Here’s how the company did compared with Wall Street estimates, based on a survey of analysts by LSEG:
Loss per share: 6 cents adjusted vs. a loss of 5 cents expected
Revenue: $128 million vs. $128.1 million expected
While third-quarter results showed a slight disappointment on the top and bottom lines, Marqeta’s forecast for the current period was more concerning.
The payment processing firm said revenue in the fourth quarter will increase 10% to 12% from a year earlier. Analysts were looking for growth of more than 17%, according to LSEG.
Marqeta, which primarily functions as a card-issuing platform, attributed the guidance miss to “heightened scrutiny of the banking environment and specific customer program changes.” The company has been struggling for a while, and its stock is now down more than 80% from its peak in 2021, the year it went public. The stock was down 15% for the year prior to the report.

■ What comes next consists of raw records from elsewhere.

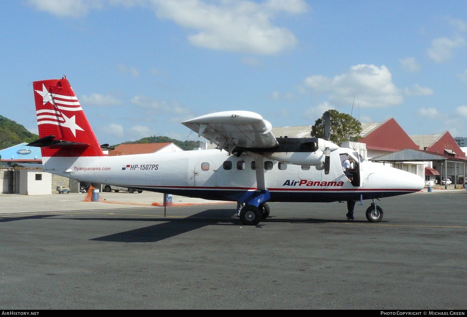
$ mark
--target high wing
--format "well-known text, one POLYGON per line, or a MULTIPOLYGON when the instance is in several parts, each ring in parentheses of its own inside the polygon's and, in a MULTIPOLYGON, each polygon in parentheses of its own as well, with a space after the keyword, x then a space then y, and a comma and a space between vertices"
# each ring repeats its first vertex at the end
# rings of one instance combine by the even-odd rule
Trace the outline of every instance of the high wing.
POLYGON ((250 111, 223 111, 182 122, 220 148, 235 147, 268 148, 278 146, 272 125, 250 111))

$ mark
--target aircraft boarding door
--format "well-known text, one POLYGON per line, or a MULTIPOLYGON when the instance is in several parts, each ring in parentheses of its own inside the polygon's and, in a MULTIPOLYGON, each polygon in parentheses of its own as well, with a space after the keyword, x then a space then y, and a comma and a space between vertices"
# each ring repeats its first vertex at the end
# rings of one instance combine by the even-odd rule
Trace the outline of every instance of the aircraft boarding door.
POLYGON ((352 183, 352 186, 358 187, 362 185, 362 182, 360 177, 360 163, 361 160, 360 156, 356 153, 342 153, 340 154, 340 162, 342 166, 343 172, 347 176, 347 178, 352 183), (352 159, 353 161, 351 163, 348 161, 349 159, 352 159), (346 162, 350 164, 351 167, 346 169, 346 170, 343 170, 346 168, 346 162))
POLYGON ((194 186, 195 187, 215 187, 217 171, 216 165, 211 160, 203 159, 195 166, 194 186))

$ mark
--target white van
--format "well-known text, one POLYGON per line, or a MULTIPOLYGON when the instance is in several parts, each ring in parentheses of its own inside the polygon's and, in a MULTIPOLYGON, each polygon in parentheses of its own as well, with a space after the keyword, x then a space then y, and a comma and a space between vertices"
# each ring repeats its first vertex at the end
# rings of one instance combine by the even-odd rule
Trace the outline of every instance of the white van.
POLYGON ((140 194, 143 192, 142 190, 137 190, 131 187, 120 187, 120 186, 113 186, 113 185, 102 185, 102 191, 110 193, 112 190, 113 190, 116 193, 118 193, 119 191, 127 191, 130 194, 133 194, 135 191, 137 191, 140 194))

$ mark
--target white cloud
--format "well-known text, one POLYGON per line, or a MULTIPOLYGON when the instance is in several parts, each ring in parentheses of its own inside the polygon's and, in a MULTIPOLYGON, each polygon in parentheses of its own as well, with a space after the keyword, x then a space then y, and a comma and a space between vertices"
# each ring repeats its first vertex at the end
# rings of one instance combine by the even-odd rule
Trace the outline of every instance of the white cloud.
POLYGON ((311 89, 318 95, 328 95, 329 103, 338 106, 352 104, 354 97, 361 107, 385 107, 403 102, 400 90, 393 84, 392 75, 384 65, 361 64, 348 72, 333 78, 315 75, 307 77, 299 90, 311 89))
POLYGON ((123 136, 123 127, 116 123, 111 123, 104 127, 104 132, 106 134, 114 135, 118 137, 123 136))
POLYGON ((461 116, 467 118, 467 106, 461 106, 456 108, 456 112, 461 116))
POLYGON ((152 7, 162 19, 194 31, 193 45, 212 49, 254 54, 272 54, 293 48, 297 38, 271 21, 285 13, 305 12, 304 0, 29 0, 36 9, 60 17, 78 18, 104 5, 152 7))
POLYGON ((310 107, 305 111, 305 116, 308 119, 316 120, 321 118, 325 111, 330 109, 335 109, 327 101, 316 107, 310 107))
POLYGON ((404 70, 414 72, 420 70, 422 65, 417 62, 415 57, 404 57, 399 60, 399 63, 401 63, 402 68, 404 70))
POLYGON ((460 78, 461 80, 467 81, 467 70, 464 70, 464 72, 462 74, 458 74, 456 76, 460 78))
POLYGON ((467 22, 460 19, 456 20, 455 19, 451 19, 449 20, 449 23, 451 25, 454 26, 456 29, 460 32, 465 32, 467 31, 467 22))
POLYGON ((289 100, 295 100, 298 99, 295 95, 291 92, 287 92, 285 94, 281 94, 278 91, 273 92, 269 97, 269 99, 271 99, 275 101, 287 99, 289 100))
POLYGON ((133 77, 138 78, 140 77, 140 72, 138 71, 138 70, 132 66, 128 67, 123 64, 119 64, 117 65, 117 69, 122 74, 129 72, 133 77))
POLYGON ((434 119, 439 117, 439 113, 434 108, 420 108, 418 112, 418 115, 431 119, 434 119))
POLYGON ((151 98, 142 95, 139 95, 133 97, 131 99, 131 102, 143 108, 157 109, 164 112, 182 116, 192 115, 191 112, 189 109, 182 107, 176 102, 172 102, 169 105, 165 101, 162 101, 155 98, 151 98))
POLYGON ((49 12, 60 17, 78 18, 91 9, 100 9, 101 1, 95 0, 29 0, 36 10, 49 12))
POLYGON ((119 106, 123 102, 110 95, 104 95, 100 93, 92 93, 89 96, 81 96, 80 101, 84 105, 106 107, 109 106, 119 106))
POLYGON ((453 40, 447 37, 440 37, 432 42, 432 46, 427 53, 428 56, 435 62, 445 62, 451 57, 453 50, 464 45, 466 41, 461 36, 457 35, 453 40))
POLYGON ((261 60, 253 56, 246 56, 241 58, 240 61, 245 64, 252 67, 260 68, 264 66, 261 60))
POLYGON ((406 88, 404 91, 408 96, 429 96, 433 94, 433 91, 428 87, 422 87, 418 84, 414 84, 411 89, 406 88))

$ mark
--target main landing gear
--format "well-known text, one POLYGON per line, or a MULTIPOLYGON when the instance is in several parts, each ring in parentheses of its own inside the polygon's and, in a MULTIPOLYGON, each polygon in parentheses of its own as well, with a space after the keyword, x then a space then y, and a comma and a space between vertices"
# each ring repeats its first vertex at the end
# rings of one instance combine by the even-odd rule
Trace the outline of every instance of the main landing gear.
POLYGON ((370 222, 379 222, 382 219, 382 209, 379 206, 376 205, 375 199, 373 199, 371 205, 367 209, 365 215, 370 222))
POLYGON ((262 219, 267 218, 270 211, 266 203, 258 207, 247 204, 240 211, 240 221, 245 225, 256 225, 262 219))

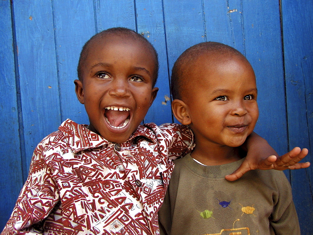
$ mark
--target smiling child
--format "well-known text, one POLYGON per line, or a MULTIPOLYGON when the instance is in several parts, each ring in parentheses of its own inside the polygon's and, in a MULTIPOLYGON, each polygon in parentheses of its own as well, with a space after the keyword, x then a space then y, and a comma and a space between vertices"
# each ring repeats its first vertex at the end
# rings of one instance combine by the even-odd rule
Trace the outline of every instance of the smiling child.
POLYGON ((282 171, 255 170, 234 182, 224 178, 244 160, 238 147, 259 116, 255 77, 244 57, 218 43, 192 47, 174 64, 172 89, 173 113, 192 130, 196 146, 174 161, 159 213, 163 232, 300 234, 282 171))
MULTIPOLYGON (((194 144, 186 126, 140 125, 156 95, 158 64, 152 45, 128 29, 109 29, 86 43, 74 83, 90 124, 67 120, 39 143, 3 234, 159 233, 169 158, 194 144)), ((260 137, 250 140, 259 144, 249 149, 253 162, 272 154, 260 137)), ((294 153, 285 156, 290 165, 305 156, 294 153)))

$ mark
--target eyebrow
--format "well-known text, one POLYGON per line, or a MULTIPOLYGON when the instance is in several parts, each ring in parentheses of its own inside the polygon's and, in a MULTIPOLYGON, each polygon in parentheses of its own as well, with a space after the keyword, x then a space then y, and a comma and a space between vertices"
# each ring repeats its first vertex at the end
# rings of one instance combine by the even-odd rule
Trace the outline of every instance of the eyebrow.
MULTIPOLYGON (((100 63, 97 63, 97 64, 94 64, 91 66, 91 67, 90 68, 91 69, 92 69, 95 67, 97 67, 98 66, 110 67, 112 67, 112 66, 111 64, 109 64, 108 63, 104 63, 101 62, 100 63)), ((140 70, 141 71, 144 71, 148 74, 149 75, 151 75, 150 72, 144 68, 143 68, 142 67, 132 67, 132 69, 134 70, 140 70)))

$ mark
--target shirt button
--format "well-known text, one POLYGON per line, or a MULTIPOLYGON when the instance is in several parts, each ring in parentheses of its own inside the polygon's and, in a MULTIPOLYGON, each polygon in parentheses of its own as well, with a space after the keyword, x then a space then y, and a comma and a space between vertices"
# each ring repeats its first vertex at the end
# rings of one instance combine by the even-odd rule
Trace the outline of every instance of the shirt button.
POLYGON ((135 183, 138 187, 141 187, 141 185, 142 185, 141 182, 140 182, 140 181, 139 180, 136 180, 135 181, 135 183))
POLYGON ((116 151, 121 151, 121 145, 119 144, 115 144, 114 145, 114 149, 116 151))

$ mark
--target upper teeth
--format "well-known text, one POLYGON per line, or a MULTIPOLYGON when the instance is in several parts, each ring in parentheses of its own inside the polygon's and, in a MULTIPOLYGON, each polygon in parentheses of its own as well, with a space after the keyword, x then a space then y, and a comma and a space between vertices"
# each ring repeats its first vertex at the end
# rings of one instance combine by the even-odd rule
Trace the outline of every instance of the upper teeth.
POLYGON ((114 110, 116 111, 117 110, 123 111, 125 110, 126 111, 129 111, 131 110, 128 108, 126 108, 126 107, 118 107, 117 106, 108 106, 107 107, 106 107, 105 108, 109 110, 111 109, 112 110, 114 110))

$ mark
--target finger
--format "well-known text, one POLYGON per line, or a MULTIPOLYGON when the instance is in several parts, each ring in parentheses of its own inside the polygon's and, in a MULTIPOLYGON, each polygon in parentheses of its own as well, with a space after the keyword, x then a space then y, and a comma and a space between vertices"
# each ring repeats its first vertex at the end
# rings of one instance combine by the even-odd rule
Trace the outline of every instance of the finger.
MULTIPOLYGON (((298 147, 296 147, 297 148, 298 147)), ((300 149, 300 148, 299 148, 300 149)), ((300 152, 298 154, 295 155, 293 155, 293 154, 295 154, 295 153, 292 153, 291 152, 293 150, 293 149, 290 152, 292 154, 290 155, 291 158, 290 158, 290 161, 289 162, 285 163, 285 164, 284 164, 284 165, 285 166, 288 166, 295 165, 303 159, 307 155, 307 154, 309 152, 309 151, 307 149, 304 148, 302 150, 301 150, 300 152)), ((297 151, 296 151, 296 152, 297 151)), ((284 162, 285 162, 285 161, 282 161, 284 162)))
MULTIPOLYGON (((299 155, 301 152, 301 149, 298 147, 296 147, 287 153, 281 156, 278 158, 275 163, 276 165, 280 166, 283 166, 286 165, 291 166, 292 164, 290 164, 291 161, 295 161, 295 158, 299 155)), ((296 162, 297 162, 298 161, 296 162)), ((293 164, 295 162, 293 162, 293 164)))
POLYGON ((234 181, 241 177, 244 174, 251 169, 249 165, 244 163, 240 165, 239 168, 230 175, 225 176, 225 179, 229 181, 234 181))
POLYGON ((301 169, 303 168, 306 168, 310 166, 311 163, 308 161, 306 162, 301 162, 295 164, 293 166, 288 167, 288 169, 290 170, 297 170, 301 169))
POLYGON ((273 167, 273 163, 277 160, 277 157, 272 155, 263 160, 259 163, 258 168, 261 170, 272 169, 273 167))

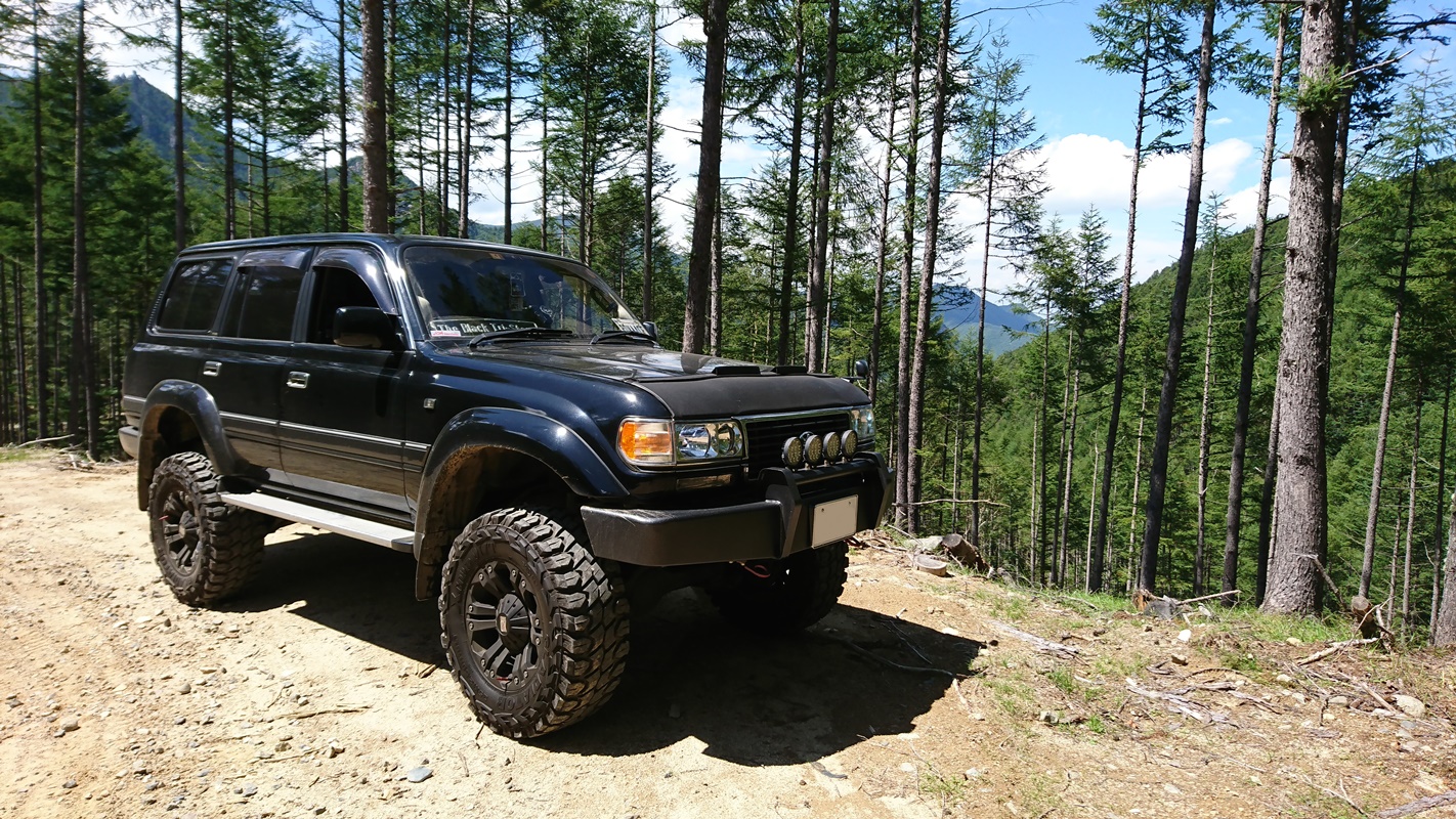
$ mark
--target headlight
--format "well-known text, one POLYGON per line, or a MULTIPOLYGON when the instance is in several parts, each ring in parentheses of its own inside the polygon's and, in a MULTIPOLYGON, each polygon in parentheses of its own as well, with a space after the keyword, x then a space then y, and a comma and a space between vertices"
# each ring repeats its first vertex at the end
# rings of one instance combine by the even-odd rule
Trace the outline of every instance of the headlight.
POLYGON ((743 426, 737 420, 629 418, 617 429, 617 450, 629 463, 648 467, 741 458, 743 426))
POLYGON ((849 410, 849 422, 858 444, 875 436, 875 407, 863 406, 849 410))

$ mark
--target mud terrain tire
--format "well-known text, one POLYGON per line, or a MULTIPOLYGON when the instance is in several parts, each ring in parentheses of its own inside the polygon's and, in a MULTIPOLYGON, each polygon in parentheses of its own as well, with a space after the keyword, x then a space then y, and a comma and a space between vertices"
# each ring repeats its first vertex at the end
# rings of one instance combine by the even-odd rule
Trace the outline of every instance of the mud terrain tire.
POLYGON ((162 579, 188 605, 237 594, 258 573, 277 522, 224 503, 221 479, 199 452, 179 452, 151 476, 151 548, 162 579))
POLYGON ((708 596, 741 628, 786 634, 808 628, 834 608, 847 569, 849 547, 834 543, 783 560, 732 566, 722 582, 708 588, 708 596))
POLYGON ((470 708, 529 739, 600 708, 628 656, 614 564, 585 547, 575 515, 496 509, 460 532, 440 592, 441 644, 470 708))

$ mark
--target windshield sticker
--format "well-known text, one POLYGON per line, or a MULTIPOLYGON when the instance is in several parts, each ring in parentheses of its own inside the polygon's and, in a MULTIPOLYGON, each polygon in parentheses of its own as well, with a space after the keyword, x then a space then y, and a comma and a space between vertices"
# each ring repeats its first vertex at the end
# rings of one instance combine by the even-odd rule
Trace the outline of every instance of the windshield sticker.
POLYGON ((479 336, 480 333, 498 333, 501 330, 534 326, 534 321, 518 321, 514 319, 435 319, 430 321, 430 337, 459 339, 462 336, 479 336))

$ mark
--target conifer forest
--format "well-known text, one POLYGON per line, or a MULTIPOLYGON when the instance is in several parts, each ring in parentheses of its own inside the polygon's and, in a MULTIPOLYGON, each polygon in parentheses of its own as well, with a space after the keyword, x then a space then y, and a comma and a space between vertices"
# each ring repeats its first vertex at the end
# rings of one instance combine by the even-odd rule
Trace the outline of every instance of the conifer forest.
POLYGON ((1104 0, 1080 70, 1133 89, 1105 100, 1136 134, 1128 205, 1054 212, 1037 44, 980 9, 6 3, 0 444, 119 455, 125 353, 181 247, 467 236, 581 259, 664 346, 865 359, 885 527, 961 532, 1019 583, 1290 614, 1360 595, 1399 640, 1456 642, 1456 96, 1409 57, 1452 17, 1104 0), (696 39, 668 36, 683 20, 696 39), (116 32, 172 86, 108 65, 116 32), (673 73, 702 89, 693 132, 664 125, 673 73), (1268 111, 1248 230, 1203 185, 1210 111, 1239 96, 1268 111), (772 159, 725 173, 744 140, 772 159), (1168 154, 1190 164, 1181 250, 1144 279, 1140 172, 1168 154), (667 215, 677 177, 695 193, 667 215), (486 186, 501 224, 469 215, 486 186))

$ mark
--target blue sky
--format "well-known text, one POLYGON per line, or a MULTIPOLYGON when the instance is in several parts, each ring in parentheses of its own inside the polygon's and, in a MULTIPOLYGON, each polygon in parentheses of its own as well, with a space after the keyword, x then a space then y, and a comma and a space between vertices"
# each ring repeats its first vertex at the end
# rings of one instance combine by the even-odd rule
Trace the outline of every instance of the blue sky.
MULTIPOLYGON (((994 10, 992 3, 984 0, 970 0, 961 1, 958 12, 967 15, 978 6, 987 10, 976 17, 976 23, 981 28, 1002 28, 1009 41, 1009 49, 1025 60, 1026 108, 1035 116, 1045 140, 1038 159, 1045 163, 1047 182, 1050 183, 1045 199, 1047 211, 1059 214, 1063 224, 1075 224, 1086 207, 1095 205, 1108 223, 1108 230, 1112 234, 1111 247, 1121 253, 1125 241, 1127 191, 1131 175, 1131 116, 1137 89, 1131 77, 1109 76, 1080 63, 1096 48, 1088 31, 1088 23, 1095 16, 1096 3, 1072 0, 1044 7, 1002 12, 994 10)), ((1425 10, 1425 6, 1411 3, 1408 10, 1420 13, 1425 10)), ((680 13, 677 17, 677 22, 660 35, 664 42, 673 44, 684 36, 702 36, 700 23, 690 17, 681 17, 680 13)), ((661 19, 673 19, 673 12, 664 7, 661 19)), ((1190 22, 1191 28, 1195 25, 1195 20, 1190 22)), ((671 48, 668 52, 674 54, 671 48)), ((154 86, 170 87, 170 73, 165 65, 146 65, 147 55, 116 47, 109 47, 105 55, 116 73, 135 70, 154 86)), ((676 54, 668 70, 671 73, 665 86, 668 103, 662 115, 668 131, 661 151, 676 166, 676 183, 664 193, 661 218, 667 221, 673 234, 686 244, 690 214, 683 202, 692 196, 693 176, 697 169, 697 148, 690 143, 687 132, 697 129, 696 121, 702 109, 702 96, 696 77, 676 54)), ((1230 224, 1241 228, 1252 223, 1255 212, 1255 186, 1268 103, 1267 99, 1246 96, 1224 87, 1214 90, 1213 105, 1216 111, 1210 113, 1208 121, 1204 195, 1216 192, 1224 196, 1230 224)), ((1290 124, 1291 119, 1286 112, 1280 128, 1278 153, 1289 147, 1290 124)), ((529 143, 536 138, 530 132, 523 134, 523 137, 529 143)), ((529 151, 526 157, 530 157, 529 151)), ((769 159, 769 153, 751 138, 731 143, 724 150, 724 175, 754 175, 769 159)), ((496 160, 489 157, 482 160, 482 169, 492 167, 494 161, 496 160)), ((1287 164, 1280 161, 1274 167, 1271 214, 1284 212, 1287 182, 1287 164)), ((1155 157, 1144 166, 1139 195, 1134 278, 1143 279, 1176 260, 1187 185, 1188 160, 1185 154, 1155 157)), ((536 191, 539 191, 537 182, 518 169, 518 198, 529 199, 536 191)), ((976 220, 973 204, 964 198, 955 204, 955 211, 957 215, 952 218, 962 224, 976 220)), ((499 221, 501 191, 498 182, 482 175, 473 191, 470 214, 478 221, 499 221)), ((973 246, 961 257, 945 262, 942 269, 951 269, 952 276, 968 281, 970 272, 980 269, 981 249, 973 246), (954 272, 957 269, 958 273, 954 272)), ((1008 269, 993 265, 993 292, 1003 292, 1013 284, 1008 269)), ((994 295, 992 300, 997 301, 994 295)))

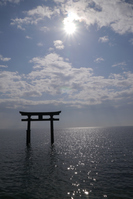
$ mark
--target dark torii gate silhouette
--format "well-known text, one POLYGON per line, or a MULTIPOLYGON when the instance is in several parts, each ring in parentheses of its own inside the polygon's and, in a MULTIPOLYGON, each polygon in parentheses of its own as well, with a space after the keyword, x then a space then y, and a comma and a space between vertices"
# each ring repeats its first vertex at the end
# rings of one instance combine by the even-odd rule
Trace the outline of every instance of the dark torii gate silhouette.
POLYGON ((54 143, 54 124, 53 121, 59 121, 59 118, 54 118, 54 115, 59 115, 61 111, 56 112, 19 112, 22 116, 27 116, 26 119, 21 119, 21 121, 27 121, 27 130, 26 130, 26 144, 30 144, 30 123, 31 121, 50 121, 51 126, 51 145, 54 143), (32 118, 32 116, 38 116, 38 118, 32 118), (49 118, 43 118, 43 116, 50 116, 49 118))

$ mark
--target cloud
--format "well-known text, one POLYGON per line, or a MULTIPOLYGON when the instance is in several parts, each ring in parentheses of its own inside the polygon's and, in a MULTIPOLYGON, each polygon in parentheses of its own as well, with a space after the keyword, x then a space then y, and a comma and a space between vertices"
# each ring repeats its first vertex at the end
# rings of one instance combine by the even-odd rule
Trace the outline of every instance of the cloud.
POLYGON ((97 24, 99 28, 104 26, 112 28, 119 34, 133 32, 132 4, 121 0, 85 0, 67 1, 62 7, 65 14, 75 12, 79 21, 87 26, 97 24))
POLYGON ((43 26, 40 28, 40 30, 43 32, 47 32, 47 31, 49 31, 49 28, 47 26, 43 26))
POLYGON ((117 64, 113 64, 112 67, 121 67, 122 69, 124 69, 126 65, 126 62, 119 62, 117 64))
POLYGON ((133 38, 129 40, 129 42, 133 45, 133 38))
POLYGON ((0 65, 0 68, 7 68, 8 66, 6 65, 0 65))
POLYGON ((96 62, 96 63, 100 63, 102 61, 104 61, 104 59, 102 57, 98 57, 97 59, 94 60, 94 62, 96 62))
MULTIPOLYGON (((44 18, 51 18, 53 15, 59 14, 59 9, 58 8, 50 8, 47 6, 37 6, 34 9, 31 9, 29 11, 24 11, 23 14, 26 16, 24 18, 15 18, 11 19, 11 25, 17 25, 17 28, 25 30, 23 25, 29 25, 29 24, 37 24, 39 21, 44 20, 44 18)), ((48 30, 46 27, 42 27, 41 30, 48 30)))
POLYGON ((11 58, 3 57, 2 55, 0 55, 0 60, 1 60, 1 61, 10 61, 11 58))
POLYGON ((102 43, 105 43, 105 42, 108 42, 109 41, 109 38, 108 36, 104 36, 104 37, 99 37, 99 42, 102 42, 102 43))
POLYGON ((37 46, 43 46, 43 43, 39 42, 37 43, 37 46))
POLYGON ((32 37, 30 37, 30 36, 28 36, 28 35, 25 36, 25 38, 26 38, 26 39, 32 39, 32 37))
POLYGON ((54 46, 58 50, 64 49, 64 45, 63 45, 63 42, 61 40, 54 41, 54 46))
POLYGON ((8 107, 51 105, 86 107, 132 103, 133 73, 95 76, 89 67, 73 67, 56 53, 33 57, 28 74, 1 71, 0 103, 8 107))
POLYGON ((10 3, 20 3, 20 0, 1 0, 0 2, 0 5, 6 5, 7 2, 10 2, 10 3))
MULTIPOLYGON (((55 0, 57 6, 37 6, 34 9, 23 12, 24 18, 12 19, 11 25, 24 30, 23 26, 37 24, 45 18, 73 14, 73 20, 83 22, 86 27, 97 24, 98 28, 110 27, 119 34, 133 33, 133 9, 132 4, 121 0, 80 0, 63 1, 55 0), (59 4, 60 3, 60 4, 59 4)), ((52 18, 53 19, 53 18, 52 18)), ((44 31, 48 29, 44 27, 44 31)), ((102 40, 103 41, 103 40, 102 40)))

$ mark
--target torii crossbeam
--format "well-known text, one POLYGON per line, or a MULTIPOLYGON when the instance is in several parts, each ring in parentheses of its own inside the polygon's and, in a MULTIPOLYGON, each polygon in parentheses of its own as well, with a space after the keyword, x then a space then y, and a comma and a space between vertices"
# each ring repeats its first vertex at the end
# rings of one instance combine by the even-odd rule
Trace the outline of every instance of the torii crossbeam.
POLYGON ((50 121, 51 126, 51 145, 54 143, 54 125, 53 121, 59 121, 58 118, 53 118, 54 115, 59 115, 61 111, 56 112, 19 112, 22 116, 27 116, 26 119, 21 119, 21 121, 27 121, 27 135, 26 144, 30 144, 30 122, 31 121, 50 121), (32 116, 38 116, 38 118, 32 118, 32 116), (43 118, 43 116, 50 116, 49 118, 43 118))

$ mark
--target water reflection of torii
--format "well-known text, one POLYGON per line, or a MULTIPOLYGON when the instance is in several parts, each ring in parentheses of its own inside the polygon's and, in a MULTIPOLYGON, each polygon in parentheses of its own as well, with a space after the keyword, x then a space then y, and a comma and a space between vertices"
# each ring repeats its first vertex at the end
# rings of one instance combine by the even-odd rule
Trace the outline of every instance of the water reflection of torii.
POLYGON ((50 121, 51 126, 51 145, 54 143, 54 126, 53 121, 59 121, 58 118, 53 118, 54 115, 59 115, 61 111, 56 112, 19 112, 22 116, 27 116, 26 119, 21 119, 21 121, 27 121, 27 136, 26 144, 30 144, 30 122, 31 121, 50 121), (38 118, 31 118, 31 116, 38 116, 38 118), (43 116, 50 116, 50 118, 43 118, 43 116))

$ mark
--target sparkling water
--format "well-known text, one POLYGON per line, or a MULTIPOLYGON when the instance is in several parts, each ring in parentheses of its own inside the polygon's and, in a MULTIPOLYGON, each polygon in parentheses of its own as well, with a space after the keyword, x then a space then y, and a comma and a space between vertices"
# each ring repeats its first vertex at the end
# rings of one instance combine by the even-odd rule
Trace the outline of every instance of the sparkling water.
POLYGON ((132 199, 133 127, 0 131, 0 199, 132 199))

Total processing volume of $74 billion was up more than 30% from a year earlier. Net revenue and gross profit were up 18% and 24%, respectively.
Marqeta’s digital commerce business sells payment technology designed to detect potential fraud and ensure that money is properly routed. It also issues customized physical cards that look like a credit or debit card that can be used for point-of-sale purchases.
The company has been trying to break into the buy now, pay later business with a recently launched product called Marqeta Flex. The service brings BNPL from lenders such as Affirm or Klarna to any credit card wherever Mastercard and Visa are accepted.
“It’s an orchestration layer, but it’s tied to issuing and processing and disputes and chargebacks,” CEO Simon Khalaf told CNBC at Money2020 in Las Vegas last week. “So it is not actually a Wild West in BNPL. It is actually very well established. And there is a reason why a lot of people are jumping to it.”